Title: Analyses of population dynamics and establishment of harvest-based population estimation methods in the sika deer (Cervus nippon) in Hokkaido, Japan
Other Titles: 北海道に生息するニホンジカ(Cervus nippon)個体群の動態解明と 捕獲数を用いた個体数推定法の確立
Authors: Ueno, Mayumi1 Browse this author
Authors(alt): 上野, 真由美1
Issue Date: 25-Dec-2008
Publisher: Hokkaido University
Abstract: シカ類は世界各地で激増し、人間社会との軋轢を高めているため、駆除や狩猟による捕獲(以下、捕獲)を通じた個体数コントロールが試みられている。しかし、いまだに個体数を目標レベルにまで減少させた例はなく、捕獲の個体数削減効果の検証と個体数管理に必要な分析手法の確立が求められている。本研究は、捕獲効果の検証と捕獲数を用いた個体数推定法の確立を目的に、以下の3つの課題に取り組んだものである。課題1:齢別捕獲数を用いた個体数復元法を確立(2章)。課題2:ニホンジカ個体群の動態分析と捕獲効果の検証(3章)。課題3:大規模スケールでの個体数推定法の確立(4章)。また,総合討論として、4章で検討した手法を実施する場合の問題点を議論している(5章)。2章では、齢別捕獲数を出生年ごとに集計することで、過去の個体数を復元する手法であるコホート解析法の改良を行っている。原理に忠実な方法(以下、オリジナルコホート解析)は、ある年の個体数復元のために寿命と同じ年数の齢別捕獲数が必要なため、寿命の長い陸棲大型哺乳類ではほとんど適用されていない。水産資源管理学では、捕獲データと同期間の個体数復元を可能にする方法が開発されているが、捕獲率にいくつかの仮定を置くため、陸棲大型哺乳類に適用するためには、それらの仮定の妥当性やより適切な仮定の探索が必要である。この章では、ノルウェーのヘラジカの長期間にわたる齢別捕獲数を用いて、オリジナルコホート解析によって算出した齢別個体数を真に近い値と考え、仮定の妥当性を検討した。その結果、データの最終年における齢別捕獲率は、捕獲率の年変化に一定の傾向が見られない限り、過去数年間の平均捕獲率に等しいと仮定することが、後半年の復元個体数の正確性を著しく高めることを明らかにした。このように、より適切な仮定を得ることで、陸棲大型哺乳類における個体数復元法の改良に貢献した。3章では、2章で検討した手法を用いて、1990-2001年における北海道足寄町ニホンジカ個体群の動態を分析し、個体数コントロールに対する捕獲の効果を検証した。90年代前半において、メスの捕獲率は低い値で推移し、個体数は増加し続けた。一方、個体群成長率への密度効果が検出され、個体群自己制御機構の存在が示唆された。しかし、密度が最も高い時でさえ個体群成長率は正であり、密度効果によって個体数は減少しなかった。個体数が初めて減少したのは、積極的なメスジカ捕獲が開始された1998年の翌年で、捕獲率の上昇だけでなく1歳個体の加入率の低下がこの減少に寄与していた。加入率の低下には、子の母親にあたる2歳以上メスの捕獲率の上昇が作用していた。2歳以上メスの捕獲が加入率を低下させた理由には、母親を失った孤児は生存に不利であることが考えられた。

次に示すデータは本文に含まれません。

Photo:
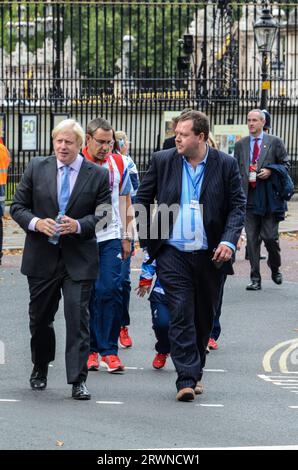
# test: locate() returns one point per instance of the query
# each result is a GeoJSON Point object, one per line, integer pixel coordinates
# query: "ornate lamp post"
{"type": "Point", "coordinates": [265, 29]}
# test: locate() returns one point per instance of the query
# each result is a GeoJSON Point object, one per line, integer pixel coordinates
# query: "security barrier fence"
{"type": "Point", "coordinates": [137, 63]}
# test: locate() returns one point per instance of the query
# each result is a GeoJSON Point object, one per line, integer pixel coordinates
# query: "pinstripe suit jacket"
{"type": "Point", "coordinates": [272, 151]}
{"type": "Point", "coordinates": [221, 195]}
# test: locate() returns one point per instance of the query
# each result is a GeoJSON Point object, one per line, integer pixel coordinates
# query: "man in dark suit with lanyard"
{"type": "Point", "coordinates": [68, 184]}
{"type": "Point", "coordinates": [254, 153]}
{"type": "Point", "coordinates": [203, 187]}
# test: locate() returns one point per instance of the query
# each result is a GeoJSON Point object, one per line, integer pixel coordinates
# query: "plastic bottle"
{"type": "Point", "coordinates": [54, 239]}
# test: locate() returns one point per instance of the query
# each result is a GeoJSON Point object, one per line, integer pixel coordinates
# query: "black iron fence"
{"type": "Point", "coordinates": [135, 62]}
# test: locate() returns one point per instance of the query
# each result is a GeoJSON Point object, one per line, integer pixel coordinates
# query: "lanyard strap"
{"type": "Point", "coordinates": [111, 172]}
{"type": "Point", "coordinates": [196, 183]}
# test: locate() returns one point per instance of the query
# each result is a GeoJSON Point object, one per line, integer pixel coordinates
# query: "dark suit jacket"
{"type": "Point", "coordinates": [272, 151]}
{"type": "Point", "coordinates": [36, 195]}
{"type": "Point", "coordinates": [221, 195]}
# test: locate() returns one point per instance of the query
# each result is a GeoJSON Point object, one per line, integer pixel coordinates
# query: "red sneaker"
{"type": "Point", "coordinates": [212, 344]}
{"type": "Point", "coordinates": [112, 363]}
{"type": "Point", "coordinates": [125, 340]}
{"type": "Point", "coordinates": [92, 363]}
{"type": "Point", "coordinates": [159, 361]}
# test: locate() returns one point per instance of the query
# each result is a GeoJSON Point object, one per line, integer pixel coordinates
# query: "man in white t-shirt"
{"type": "Point", "coordinates": [114, 245]}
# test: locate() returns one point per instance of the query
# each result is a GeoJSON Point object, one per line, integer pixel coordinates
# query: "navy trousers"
{"type": "Point", "coordinates": [126, 290]}
{"type": "Point", "coordinates": [106, 300]}
{"type": "Point", "coordinates": [160, 325]}
{"type": "Point", "coordinates": [192, 284]}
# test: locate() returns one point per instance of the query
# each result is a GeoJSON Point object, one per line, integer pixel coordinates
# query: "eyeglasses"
{"type": "Point", "coordinates": [101, 143]}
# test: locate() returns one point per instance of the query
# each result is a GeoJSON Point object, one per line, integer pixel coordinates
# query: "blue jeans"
{"type": "Point", "coordinates": [126, 289]}
{"type": "Point", "coordinates": [106, 300]}
{"type": "Point", "coordinates": [160, 324]}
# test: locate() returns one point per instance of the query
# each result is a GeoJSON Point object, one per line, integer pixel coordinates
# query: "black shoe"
{"type": "Point", "coordinates": [38, 378]}
{"type": "Point", "coordinates": [254, 285]}
{"type": "Point", "coordinates": [80, 391]}
{"type": "Point", "coordinates": [277, 277]}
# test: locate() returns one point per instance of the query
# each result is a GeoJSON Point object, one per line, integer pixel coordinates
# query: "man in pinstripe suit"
{"type": "Point", "coordinates": [199, 242]}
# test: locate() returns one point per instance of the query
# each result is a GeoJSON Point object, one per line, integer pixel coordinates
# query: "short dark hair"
{"type": "Point", "coordinates": [98, 123]}
{"type": "Point", "coordinates": [200, 122]}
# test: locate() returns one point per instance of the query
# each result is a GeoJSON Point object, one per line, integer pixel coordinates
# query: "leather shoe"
{"type": "Point", "coordinates": [277, 277]}
{"type": "Point", "coordinates": [186, 394]}
{"type": "Point", "coordinates": [199, 388]}
{"type": "Point", "coordinates": [80, 391]}
{"type": "Point", "coordinates": [254, 285]}
{"type": "Point", "coordinates": [38, 378]}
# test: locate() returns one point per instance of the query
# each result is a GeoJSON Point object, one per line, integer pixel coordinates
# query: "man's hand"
{"type": "Point", "coordinates": [126, 248]}
{"type": "Point", "coordinates": [264, 173]}
{"type": "Point", "coordinates": [142, 290]}
{"type": "Point", "coordinates": [46, 226]}
{"type": "Point", "coordinates": [222, 253]}
{"type": "Point", "coordinates": [68, 226]}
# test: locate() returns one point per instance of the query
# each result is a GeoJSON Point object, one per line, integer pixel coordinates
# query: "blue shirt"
{"type": "Point", "coordinates": [188, 232]}
{"type": "Point", "coordinates": [252, 143]}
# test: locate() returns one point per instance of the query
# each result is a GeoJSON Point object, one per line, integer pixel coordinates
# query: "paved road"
{"type": "Point", "coordinates": [244, 403]}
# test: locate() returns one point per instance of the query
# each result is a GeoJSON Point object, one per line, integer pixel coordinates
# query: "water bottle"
{"type": "Point", "coordinates": [54, 239]}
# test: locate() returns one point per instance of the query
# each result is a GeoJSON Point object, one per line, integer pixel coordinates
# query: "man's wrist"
{"type": "Point", "coordinates": [126, 236]}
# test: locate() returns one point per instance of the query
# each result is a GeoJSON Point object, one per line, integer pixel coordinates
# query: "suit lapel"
{"type": "Point", "coordinates": [264, 149]}
{"type": "Point", "coordinates": [210, 167]}
{"type": "Point", "coordinates": [81, 180]}
{"type": "Point", "coordinates": [177, 178]}
{"type": "Point", "coordinates": [51, 179]}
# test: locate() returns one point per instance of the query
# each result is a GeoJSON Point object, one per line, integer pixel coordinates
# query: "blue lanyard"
{"type": "Point", "coordinates": [196, 183]}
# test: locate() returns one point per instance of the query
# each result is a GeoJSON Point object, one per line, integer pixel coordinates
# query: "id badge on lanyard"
{"type": "Point", "coordinates": [194, 204]}
{"type": "Point", "coordinates": [111, 174]}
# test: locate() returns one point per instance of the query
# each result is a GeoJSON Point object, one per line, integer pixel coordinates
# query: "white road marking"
{"type": "Point", "coordinates": [109, 402]}
{"type": "Point", "coordinates": [284, 356]}
{"type": "Point", "coordinates": [134, 368]}
{"type": "Point", "coordinates": [268, 355]}
{"type": "Point", "coordinates": [8, 400]}
{"type": "Point", "coordinates": [211, 405]}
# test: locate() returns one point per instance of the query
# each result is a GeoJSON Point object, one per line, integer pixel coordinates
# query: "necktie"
{"type": "Point", "coordinates": [65, 189]}
{"type": "Point", "coordinates": [255, 153]}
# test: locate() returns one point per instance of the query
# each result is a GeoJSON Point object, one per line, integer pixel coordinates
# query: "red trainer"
{"type": "Point", "coordinates": [112, 363]}
{"type": "Point", "coordinates": [159, 361]}
{"type": "Point", "coordinates": [125, 340]}
{"type": "Point", "coordinates": [92, 363]}
{"type": "Point", "coordinates": [212, 344]}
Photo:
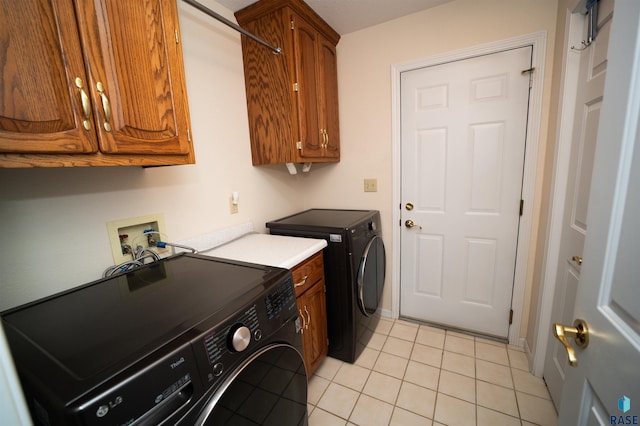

以上の分析から、個体数が過剰な状態にあるニホンジカを減少させるためにはメスジカの大量捕獲が不可欠であることが立証された。4章では、3章で復元した個体数を使って自然増加率の推定モデルを作成し、大規模スケールでの新たな個体数推定法を検討した。Matsuda et al. (2002)やYamamura et al. (2008)は、ライトセンサスで得られた個体数指数の動向を参照しながら、捕獲実績に基づいて個体数を推定する手法を開発した。しかし、仮定する自然増加率の大きさによって推定個体数が大きく異なるという問題があった。3章の分析に基づき、密度効果を考慮した自然増加率の時間的変化をモデル化することによって、この問題を解決し、より確度の高い個体数推定が可能になると考えられた。足寄町の復元個体数から自然増加率の推定モデル(以下、足寄モデル)を作成し、その上位個体群にあたる道東個体群の個体数推定法を検討した。その結果、新しい推定値の年変化は妥当で、個体数は自然増加率に1.15を仮定した場合に近い値が得られた。このように、本章ではモデル個体群から得た詳細な情報を取り入れた個体数推定法を確立し,確度の高い個体数推定を可能にした。5章では4章で検討した手法を実施する場合の問題点を議論し、個体群動態に関する詳細な情報を得ることができるモデル個体群の重要性を指摘し、モデル地区からのデータ収集システムの確立を提言した。以上のように本研究は、シカ類の個体数コントロールに不可欠な捕獲の個体数削減効果を検証し、個体数管理に必要な個体数推定法の確立に貢献した。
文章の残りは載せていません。